There is something that Texas Health Presbyterian isn't telling the public. Texas Health Presbyterian is just like ALL hospitals in the US--they exist to make a PROFIT. Nurses, like myself, who have spent years and years working in hospitals, all know that the priority of hospital administrations is to make a PROFIT. Patient care is very much the secondary concern of the business people who run hospitals. This is nothing new. It has been going on for decades.

These big corporate institutions never fail to claim that high quality patient care and the safety of their staff is their main concern. THEY ARE LYING!! All they care about is the bottom line. Regardless of the religious denomination that is lit up on the side of these buildings, PROFIT is the ONLY concern. Hospitals are corporations; businesses. The administrators treat nursing staff horribly and they have done so for many, many years in this country. Nurses are required to do as they are told by the administrators. Many times the people calling the shots regarding nurse / patient staffing ratios, know nothing about taking care of people. Nursing isn't part of the curriculum in hospital administration programs.
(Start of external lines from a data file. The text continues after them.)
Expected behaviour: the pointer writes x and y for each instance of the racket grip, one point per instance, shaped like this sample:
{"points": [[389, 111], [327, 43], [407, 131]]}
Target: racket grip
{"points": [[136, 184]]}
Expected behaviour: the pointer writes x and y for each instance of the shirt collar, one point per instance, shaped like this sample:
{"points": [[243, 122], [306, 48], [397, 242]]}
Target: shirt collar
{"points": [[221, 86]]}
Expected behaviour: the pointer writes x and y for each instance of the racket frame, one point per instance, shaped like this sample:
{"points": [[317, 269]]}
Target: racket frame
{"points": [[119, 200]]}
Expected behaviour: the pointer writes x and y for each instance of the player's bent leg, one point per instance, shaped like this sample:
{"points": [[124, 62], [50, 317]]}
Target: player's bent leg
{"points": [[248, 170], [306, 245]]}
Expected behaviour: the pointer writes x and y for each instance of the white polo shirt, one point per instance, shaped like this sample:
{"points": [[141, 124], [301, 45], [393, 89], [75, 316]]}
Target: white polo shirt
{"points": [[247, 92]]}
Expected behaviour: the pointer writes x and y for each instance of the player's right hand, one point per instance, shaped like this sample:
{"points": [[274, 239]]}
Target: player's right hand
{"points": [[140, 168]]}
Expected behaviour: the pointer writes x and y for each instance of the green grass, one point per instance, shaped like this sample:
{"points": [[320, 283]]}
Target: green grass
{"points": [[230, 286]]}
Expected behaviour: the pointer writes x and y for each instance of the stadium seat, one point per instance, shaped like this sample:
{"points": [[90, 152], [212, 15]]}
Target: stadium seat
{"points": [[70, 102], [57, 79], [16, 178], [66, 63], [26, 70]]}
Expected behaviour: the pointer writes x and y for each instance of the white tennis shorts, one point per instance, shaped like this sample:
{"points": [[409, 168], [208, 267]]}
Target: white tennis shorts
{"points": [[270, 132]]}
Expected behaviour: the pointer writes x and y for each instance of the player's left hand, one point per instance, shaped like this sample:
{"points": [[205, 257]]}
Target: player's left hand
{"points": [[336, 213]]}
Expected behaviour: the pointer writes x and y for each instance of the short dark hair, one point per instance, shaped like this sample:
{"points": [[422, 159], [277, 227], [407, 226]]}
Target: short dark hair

The hospital likely didn't want to pay for the needed protective equipment. The hospital likely demanded that the nurses take care of multiple patients while also taking care of Mr. Duncan. The more patients a nurse takes care of, the bigger the PROFIT for the hospital. This hospital doesn't give a crap about these nurses. The only reason they care now is because the media is breathing down their necks and exposing them for what they really are which are huge corporations making huge profits from sick people.